The pyramid is charged with constant volume density. The word CONSTANT means 1 V is potential of whole pyramid. Hence, all that we have to calculate is the volume of remaining part of the pyramid. By assuming different dimensions I found that the part to be cutted has volume ratio 4 : 25 with the normal one. Hence, according to me , by this angle of logic the answer is \frac{21}{25} = 0.84

First let us determine what is the relation between the potential at point P and the height H of the pyramid. From dimensional analysis we have that $V_{p} \sim \frac{Q}{H} \sim \frac{\rho V}{H} \sim \frac{ H^{3}}{H}=H^{2}.$ Thus, we can write $V_{p}(H)= C_{pyr} H^{2}$ where $C_{pyr}$ is a constant that does not depend on H. This observation is sufficient to determine the potential $V'_{p}$ at point P when the pyramid is truncated.
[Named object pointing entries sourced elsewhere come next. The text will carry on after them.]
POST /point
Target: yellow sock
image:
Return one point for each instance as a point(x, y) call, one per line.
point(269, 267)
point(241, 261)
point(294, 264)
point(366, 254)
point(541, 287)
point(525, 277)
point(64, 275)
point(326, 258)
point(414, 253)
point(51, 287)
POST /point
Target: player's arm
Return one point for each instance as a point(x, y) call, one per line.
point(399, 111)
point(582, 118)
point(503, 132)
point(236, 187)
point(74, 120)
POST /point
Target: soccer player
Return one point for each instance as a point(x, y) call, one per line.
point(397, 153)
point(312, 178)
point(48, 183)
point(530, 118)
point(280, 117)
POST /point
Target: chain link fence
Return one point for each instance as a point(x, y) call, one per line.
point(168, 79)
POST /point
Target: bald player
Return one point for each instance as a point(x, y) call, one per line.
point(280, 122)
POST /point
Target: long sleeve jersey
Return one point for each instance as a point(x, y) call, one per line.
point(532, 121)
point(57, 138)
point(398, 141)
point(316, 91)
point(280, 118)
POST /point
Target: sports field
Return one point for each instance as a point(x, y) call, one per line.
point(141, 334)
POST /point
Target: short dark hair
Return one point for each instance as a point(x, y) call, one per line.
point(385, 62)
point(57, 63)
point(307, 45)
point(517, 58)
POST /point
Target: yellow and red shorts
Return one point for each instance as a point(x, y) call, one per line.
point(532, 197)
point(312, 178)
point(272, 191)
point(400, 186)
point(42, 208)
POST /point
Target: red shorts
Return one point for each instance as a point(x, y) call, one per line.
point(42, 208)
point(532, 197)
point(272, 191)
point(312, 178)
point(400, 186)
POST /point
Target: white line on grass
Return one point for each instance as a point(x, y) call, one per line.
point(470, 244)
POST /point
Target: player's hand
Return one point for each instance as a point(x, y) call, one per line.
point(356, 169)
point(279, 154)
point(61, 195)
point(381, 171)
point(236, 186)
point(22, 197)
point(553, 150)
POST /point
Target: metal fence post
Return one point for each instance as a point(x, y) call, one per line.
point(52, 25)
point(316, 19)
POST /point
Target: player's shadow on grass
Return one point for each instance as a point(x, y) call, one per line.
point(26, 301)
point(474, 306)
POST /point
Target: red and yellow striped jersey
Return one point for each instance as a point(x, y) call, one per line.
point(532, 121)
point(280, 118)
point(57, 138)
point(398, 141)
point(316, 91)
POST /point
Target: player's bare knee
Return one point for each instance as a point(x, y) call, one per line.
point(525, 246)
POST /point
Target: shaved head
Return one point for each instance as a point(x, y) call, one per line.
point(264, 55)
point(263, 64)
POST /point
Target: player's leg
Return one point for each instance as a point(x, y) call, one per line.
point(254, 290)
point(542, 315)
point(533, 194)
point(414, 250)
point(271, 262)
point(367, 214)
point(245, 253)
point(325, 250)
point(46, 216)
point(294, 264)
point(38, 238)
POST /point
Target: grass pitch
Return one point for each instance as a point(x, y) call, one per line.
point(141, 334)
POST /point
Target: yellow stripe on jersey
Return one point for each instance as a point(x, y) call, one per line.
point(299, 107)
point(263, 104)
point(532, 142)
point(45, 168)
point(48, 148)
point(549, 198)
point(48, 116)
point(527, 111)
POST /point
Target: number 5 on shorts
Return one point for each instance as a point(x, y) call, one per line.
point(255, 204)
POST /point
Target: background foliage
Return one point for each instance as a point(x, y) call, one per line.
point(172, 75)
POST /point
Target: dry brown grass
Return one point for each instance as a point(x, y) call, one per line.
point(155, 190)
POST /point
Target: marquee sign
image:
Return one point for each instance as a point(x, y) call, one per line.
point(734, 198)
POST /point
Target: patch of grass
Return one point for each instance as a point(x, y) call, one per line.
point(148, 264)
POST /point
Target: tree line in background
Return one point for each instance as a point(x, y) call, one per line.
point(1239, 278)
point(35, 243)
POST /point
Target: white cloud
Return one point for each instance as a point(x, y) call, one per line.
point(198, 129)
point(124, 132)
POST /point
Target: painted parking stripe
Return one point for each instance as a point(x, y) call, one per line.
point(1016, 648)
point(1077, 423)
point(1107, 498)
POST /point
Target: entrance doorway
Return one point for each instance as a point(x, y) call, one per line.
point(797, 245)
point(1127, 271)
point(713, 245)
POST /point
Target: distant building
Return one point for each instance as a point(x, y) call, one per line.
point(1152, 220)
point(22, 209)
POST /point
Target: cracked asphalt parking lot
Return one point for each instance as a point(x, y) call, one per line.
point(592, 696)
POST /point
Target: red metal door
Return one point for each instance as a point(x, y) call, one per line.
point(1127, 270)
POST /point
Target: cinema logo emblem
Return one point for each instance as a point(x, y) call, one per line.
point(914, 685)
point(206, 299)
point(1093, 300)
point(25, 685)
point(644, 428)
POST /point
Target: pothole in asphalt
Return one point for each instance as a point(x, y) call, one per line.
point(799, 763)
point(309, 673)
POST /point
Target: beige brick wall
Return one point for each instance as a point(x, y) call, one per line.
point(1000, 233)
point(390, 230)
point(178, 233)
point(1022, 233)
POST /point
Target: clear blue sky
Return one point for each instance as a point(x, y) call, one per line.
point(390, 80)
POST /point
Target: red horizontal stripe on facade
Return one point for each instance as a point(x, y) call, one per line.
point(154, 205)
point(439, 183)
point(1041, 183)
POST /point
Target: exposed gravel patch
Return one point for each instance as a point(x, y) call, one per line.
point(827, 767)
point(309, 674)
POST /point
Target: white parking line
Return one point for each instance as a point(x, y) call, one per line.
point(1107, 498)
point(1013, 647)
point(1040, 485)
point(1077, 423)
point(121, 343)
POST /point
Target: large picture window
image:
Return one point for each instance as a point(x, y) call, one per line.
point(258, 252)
In fact, note that $V_{p}(H)= V_{p}(H-h) +V'_{p} \Rightarrow V'_{p}= C_{pyr}(H^{2}- (H-h)^{2})= (1-(1-h/H)^2) \textrm{Volts}.$ Here, we used of the fact that the potential when $h=0$ is $1V$ . Clearly, the same solution may be obtained by integration. You'll probably agree that our method is less tedious.